Так на всех четырёх фронтах Бинксу Боллингу не удаётся свести концы, хотя развязка, в общем, подчёркивает оптимистическую ноту. Если бы это было всё (а я опустил массу прекрасных деталей и персонажей), то, как мы знаем, Льву Толстому не пришлось бы писать "Анну Каренину". И здесь, в соответствии с моим пониманием, вступает вопрос стилистической гармонии. Потому что писать о синтезе неподходящим к содержанию образом - грубо и оскорбительно для интеллекта. Перси для начала кивает ещё работающему над вопросами карнавализма русскому теоретику, поместив всё действие в соответствующий хронотоп (а я только сейчас, написав все эти (а), (б) и (г) понимаю, что собственно карнавал, во время которого всё происходит, на уровне нарратива играет, похоже, очень скромную роль, добавляя разве что слабый этнический флер), и беспрерывно тыкая духовные скрепы в "телесный низ", от мученичества в инвалидном кресле до желания пёрднуть во время беседы со знакомым обывателем.

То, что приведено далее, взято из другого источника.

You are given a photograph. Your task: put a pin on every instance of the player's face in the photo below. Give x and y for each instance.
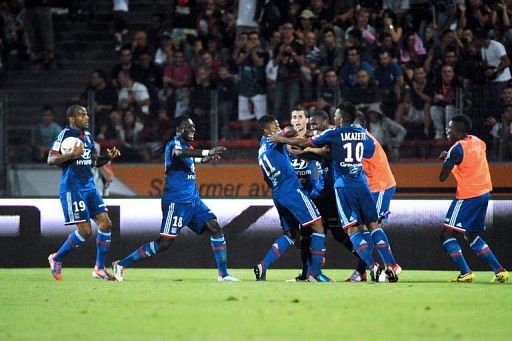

Между тем, одним из самых заметных стилистических ходов Перси, который привёл меня к мыслям о синтезе, представляется выбор настоящего времени. В поучительной статье для газеты "Гардиан" году в 2010 писатель Филипп Пуллман сокрушался, что настоящее время в нарративной прозе - это выразительный приём, который настолько заездили, что он уже только шипит. В статье (которую я нашёл и прочитал уже после мыслей о повести Перси), он, однако, делает два интересных наблюдения. Во-первых, его в настоящем времени одолевает страх закрытого пространства (его, видишь ли, прижимают хлебальником к "непосредственному"), а во-вторых он сравнивает его с ручной камерой в кинематографе (третья составляющая сравнения здесь - просто выразительность). Но на самом деле это, конечно, только одно наблюдение, и оно не очень интересное. Его не делал только слепой: настоящее время кинематографично, и всё, к чему приводит эта мысль, это заезженные эпитеты из кинорецензий: dream-like, oneirique, surreal etc. Нахуй такие рецензии, с вашего позволения.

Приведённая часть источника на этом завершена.